L’une portant l’autre, ils s’en revenaient, lui, de plus en plus nerveux, elle, de plus en plus rapide, parce que, depuis une petite heure, un fauve invisible, — quelque hypocrite panthère, — dont ils saisissaient les foulées coupées d’arrêts et de bondissements, se frayait dans la broussaille une voie parallèle à leur sentier.

Tout à coup, la mule buta, son sabot pris dans la lanière nouée de la bride qu’Ali, troublé, laissait maladroitement traîner. Alors, il profita de ce qu’elle était à terre sous sa charge, enleva rapidement les sacoches contenant les lettres et gagna au large, persuadé que la bête opiniâtre qui les filait festoierait plutôt de la mule que de lui-même.

Ainsi la vaillante se trouva abandonnée et dépouillée du dépôt précieux, commis à sa garde bien plus qu’à celle de son maître.
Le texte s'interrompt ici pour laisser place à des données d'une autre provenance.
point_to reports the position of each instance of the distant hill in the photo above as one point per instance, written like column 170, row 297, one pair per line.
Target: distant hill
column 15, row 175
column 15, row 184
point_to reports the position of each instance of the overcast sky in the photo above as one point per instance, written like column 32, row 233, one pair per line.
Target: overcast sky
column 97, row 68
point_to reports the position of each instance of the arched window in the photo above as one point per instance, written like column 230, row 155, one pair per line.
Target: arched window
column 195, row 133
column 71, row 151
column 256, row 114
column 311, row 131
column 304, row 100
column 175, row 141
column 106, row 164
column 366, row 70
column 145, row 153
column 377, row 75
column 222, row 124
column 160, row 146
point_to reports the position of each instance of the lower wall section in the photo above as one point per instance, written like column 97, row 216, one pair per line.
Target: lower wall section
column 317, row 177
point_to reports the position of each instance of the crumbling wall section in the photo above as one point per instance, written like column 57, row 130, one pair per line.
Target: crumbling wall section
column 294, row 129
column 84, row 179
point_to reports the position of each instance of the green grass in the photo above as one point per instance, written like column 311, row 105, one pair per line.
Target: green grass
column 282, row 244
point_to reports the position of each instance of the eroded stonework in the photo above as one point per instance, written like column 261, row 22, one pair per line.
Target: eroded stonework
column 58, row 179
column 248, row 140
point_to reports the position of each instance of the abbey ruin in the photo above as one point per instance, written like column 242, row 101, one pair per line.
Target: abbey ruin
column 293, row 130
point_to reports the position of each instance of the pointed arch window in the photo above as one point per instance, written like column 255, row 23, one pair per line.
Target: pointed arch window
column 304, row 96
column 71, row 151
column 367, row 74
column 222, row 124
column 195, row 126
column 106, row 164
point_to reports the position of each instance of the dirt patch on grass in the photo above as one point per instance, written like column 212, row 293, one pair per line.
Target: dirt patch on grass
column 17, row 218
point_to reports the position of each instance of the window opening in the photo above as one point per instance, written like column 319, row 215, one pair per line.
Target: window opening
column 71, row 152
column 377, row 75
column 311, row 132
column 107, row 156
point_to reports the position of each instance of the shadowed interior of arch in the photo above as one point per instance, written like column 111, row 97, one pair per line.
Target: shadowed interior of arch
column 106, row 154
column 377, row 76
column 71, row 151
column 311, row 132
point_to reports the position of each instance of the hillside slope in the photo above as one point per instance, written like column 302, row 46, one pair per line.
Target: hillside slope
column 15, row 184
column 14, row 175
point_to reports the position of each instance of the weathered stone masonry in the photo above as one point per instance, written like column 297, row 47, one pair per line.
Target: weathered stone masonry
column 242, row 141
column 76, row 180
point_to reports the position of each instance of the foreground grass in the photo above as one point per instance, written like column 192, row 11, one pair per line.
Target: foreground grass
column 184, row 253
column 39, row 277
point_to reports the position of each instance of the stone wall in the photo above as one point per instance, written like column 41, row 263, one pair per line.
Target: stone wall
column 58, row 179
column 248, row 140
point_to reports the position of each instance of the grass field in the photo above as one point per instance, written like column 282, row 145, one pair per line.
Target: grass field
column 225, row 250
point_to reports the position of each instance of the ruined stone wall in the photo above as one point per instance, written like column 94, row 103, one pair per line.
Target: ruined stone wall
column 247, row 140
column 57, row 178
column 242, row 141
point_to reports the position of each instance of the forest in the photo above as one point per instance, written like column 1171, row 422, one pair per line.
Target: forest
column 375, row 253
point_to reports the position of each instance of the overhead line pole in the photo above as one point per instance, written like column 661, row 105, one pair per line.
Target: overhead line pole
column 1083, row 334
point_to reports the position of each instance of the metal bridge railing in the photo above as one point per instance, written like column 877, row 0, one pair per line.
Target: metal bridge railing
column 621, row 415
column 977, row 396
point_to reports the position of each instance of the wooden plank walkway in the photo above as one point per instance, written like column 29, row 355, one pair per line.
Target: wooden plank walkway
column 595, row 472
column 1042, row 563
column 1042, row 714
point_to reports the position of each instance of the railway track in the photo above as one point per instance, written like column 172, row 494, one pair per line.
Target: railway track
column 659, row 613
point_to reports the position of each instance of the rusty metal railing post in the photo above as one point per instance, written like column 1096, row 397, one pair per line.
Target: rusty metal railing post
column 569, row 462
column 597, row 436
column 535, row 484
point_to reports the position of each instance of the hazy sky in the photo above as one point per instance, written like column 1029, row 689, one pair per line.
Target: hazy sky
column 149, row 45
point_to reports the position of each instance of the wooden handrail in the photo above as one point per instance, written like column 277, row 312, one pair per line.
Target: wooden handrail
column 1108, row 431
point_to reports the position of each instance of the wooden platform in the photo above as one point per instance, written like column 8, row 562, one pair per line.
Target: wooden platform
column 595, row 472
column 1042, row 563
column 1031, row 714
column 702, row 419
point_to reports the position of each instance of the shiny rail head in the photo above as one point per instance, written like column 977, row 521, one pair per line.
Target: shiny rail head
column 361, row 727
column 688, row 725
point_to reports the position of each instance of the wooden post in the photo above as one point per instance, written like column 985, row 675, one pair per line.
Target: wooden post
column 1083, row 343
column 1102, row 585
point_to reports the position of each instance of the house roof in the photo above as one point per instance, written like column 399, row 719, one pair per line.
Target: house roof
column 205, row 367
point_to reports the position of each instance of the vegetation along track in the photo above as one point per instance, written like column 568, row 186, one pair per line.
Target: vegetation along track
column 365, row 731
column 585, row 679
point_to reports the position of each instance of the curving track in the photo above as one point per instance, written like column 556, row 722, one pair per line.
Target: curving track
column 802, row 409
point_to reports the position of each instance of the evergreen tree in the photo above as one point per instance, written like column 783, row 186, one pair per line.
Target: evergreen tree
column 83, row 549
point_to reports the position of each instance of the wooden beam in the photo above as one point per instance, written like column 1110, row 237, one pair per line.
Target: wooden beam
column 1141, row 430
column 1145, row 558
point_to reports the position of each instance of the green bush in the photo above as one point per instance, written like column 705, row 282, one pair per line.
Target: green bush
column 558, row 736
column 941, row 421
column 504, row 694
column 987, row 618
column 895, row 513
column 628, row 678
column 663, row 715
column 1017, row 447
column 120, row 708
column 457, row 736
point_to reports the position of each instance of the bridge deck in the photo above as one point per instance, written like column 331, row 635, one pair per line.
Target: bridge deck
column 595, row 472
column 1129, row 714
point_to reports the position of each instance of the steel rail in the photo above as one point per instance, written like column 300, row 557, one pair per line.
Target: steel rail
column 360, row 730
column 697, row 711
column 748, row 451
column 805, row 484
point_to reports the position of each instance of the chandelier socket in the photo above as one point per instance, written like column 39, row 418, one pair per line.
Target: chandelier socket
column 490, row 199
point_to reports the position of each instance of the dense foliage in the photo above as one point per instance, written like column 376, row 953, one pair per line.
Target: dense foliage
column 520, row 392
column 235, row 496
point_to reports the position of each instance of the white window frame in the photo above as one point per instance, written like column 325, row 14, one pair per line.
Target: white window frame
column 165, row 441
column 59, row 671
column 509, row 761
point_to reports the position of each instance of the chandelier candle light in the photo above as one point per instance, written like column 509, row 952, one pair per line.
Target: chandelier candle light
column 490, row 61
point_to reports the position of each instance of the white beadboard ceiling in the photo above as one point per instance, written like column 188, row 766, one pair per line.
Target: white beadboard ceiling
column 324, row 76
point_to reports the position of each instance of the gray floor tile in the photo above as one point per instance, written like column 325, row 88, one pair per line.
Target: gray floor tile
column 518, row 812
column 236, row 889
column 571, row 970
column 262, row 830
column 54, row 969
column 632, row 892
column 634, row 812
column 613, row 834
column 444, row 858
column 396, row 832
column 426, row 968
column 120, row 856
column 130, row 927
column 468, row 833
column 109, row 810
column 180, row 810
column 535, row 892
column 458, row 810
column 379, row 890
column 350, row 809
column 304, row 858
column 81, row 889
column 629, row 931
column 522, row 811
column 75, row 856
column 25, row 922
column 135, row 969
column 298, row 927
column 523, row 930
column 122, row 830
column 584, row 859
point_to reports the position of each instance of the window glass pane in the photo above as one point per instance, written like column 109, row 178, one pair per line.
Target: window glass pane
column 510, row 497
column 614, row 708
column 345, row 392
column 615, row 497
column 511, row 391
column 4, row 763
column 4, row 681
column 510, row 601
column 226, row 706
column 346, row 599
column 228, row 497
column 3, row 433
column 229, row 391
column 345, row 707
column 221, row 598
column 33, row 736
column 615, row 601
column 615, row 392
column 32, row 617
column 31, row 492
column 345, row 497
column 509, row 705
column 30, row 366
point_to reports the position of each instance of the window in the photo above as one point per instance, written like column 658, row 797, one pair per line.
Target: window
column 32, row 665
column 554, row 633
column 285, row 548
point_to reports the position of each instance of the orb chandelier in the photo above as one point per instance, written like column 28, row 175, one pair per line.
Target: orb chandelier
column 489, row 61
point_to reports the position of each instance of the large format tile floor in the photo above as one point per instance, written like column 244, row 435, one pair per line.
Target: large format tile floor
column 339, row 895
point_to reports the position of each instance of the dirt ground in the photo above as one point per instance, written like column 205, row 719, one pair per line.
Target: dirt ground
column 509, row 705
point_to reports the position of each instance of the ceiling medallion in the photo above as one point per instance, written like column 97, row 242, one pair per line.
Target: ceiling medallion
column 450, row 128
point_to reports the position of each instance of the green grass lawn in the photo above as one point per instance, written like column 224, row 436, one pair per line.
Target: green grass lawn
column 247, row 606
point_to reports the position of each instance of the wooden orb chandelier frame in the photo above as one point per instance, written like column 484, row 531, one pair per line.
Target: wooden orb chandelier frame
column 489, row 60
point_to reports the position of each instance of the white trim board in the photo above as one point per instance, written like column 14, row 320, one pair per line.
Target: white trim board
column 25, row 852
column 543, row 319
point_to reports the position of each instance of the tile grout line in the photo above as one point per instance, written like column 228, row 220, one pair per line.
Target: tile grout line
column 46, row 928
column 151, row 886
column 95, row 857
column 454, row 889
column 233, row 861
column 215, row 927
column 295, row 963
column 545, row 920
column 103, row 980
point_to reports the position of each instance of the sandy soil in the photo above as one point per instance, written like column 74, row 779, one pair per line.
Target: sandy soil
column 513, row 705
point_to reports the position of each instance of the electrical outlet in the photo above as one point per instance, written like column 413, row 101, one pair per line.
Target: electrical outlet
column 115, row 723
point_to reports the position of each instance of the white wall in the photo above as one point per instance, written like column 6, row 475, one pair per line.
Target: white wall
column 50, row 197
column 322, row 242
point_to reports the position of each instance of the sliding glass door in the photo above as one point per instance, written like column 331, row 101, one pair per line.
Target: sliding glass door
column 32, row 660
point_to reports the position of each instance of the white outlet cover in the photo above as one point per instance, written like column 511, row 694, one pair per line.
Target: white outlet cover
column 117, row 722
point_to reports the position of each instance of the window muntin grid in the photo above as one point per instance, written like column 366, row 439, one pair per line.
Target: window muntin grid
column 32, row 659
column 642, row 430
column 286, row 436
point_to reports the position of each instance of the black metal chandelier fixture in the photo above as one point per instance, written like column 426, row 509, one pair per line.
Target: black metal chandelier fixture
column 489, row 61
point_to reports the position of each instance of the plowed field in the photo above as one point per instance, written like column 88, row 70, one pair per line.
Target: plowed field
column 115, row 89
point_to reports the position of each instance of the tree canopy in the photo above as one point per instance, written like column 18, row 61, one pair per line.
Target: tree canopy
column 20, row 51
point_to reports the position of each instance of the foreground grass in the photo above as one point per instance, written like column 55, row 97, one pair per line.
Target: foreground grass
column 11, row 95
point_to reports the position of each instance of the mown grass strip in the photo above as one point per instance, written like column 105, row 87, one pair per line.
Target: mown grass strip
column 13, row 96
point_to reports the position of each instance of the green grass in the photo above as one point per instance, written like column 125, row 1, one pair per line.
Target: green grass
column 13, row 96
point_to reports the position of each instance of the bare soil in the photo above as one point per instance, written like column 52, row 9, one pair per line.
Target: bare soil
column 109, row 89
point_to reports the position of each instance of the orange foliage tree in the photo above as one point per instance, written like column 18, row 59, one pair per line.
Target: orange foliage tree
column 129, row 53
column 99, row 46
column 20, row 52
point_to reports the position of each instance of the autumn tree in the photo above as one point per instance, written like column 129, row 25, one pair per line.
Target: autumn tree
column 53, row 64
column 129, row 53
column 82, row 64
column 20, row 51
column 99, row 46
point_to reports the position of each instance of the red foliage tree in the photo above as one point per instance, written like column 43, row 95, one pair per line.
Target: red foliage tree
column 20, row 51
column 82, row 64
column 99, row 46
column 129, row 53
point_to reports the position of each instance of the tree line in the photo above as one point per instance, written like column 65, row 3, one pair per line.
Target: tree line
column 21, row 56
Des jours passèrent pendant lesquels on voulut espérer une miraculeuse réapparition de la mule couleur étourneau. Puis on dut conclure qu’elle avait été mangée et par le fait d’une grande fatalité, car son courage connu valait mieux que cette fin.

Mais comme c’était le temps où les Achabas[1], les grands pasteurs nomades, remontent des steppes sahariennes pour faire pâturer leurs troupeaux dans la montagne, l’Enfant, parcourant leurs campements, reconnut la mule étourneau parmi des bandes de dromadaires.

[1] On nomme achaba l’exode estival des Sahariens possesseurs de bétail, et l’on dit aussi, un Achaba, des Achabas, des individus qui le composent.

— Et pourquoi n’être pas revenue à la maison, je te prie ? O la sauvée des lions et de la panthère !

Les babines de la mule effleuraient les petites mains et elle secouait ses longues oreilles.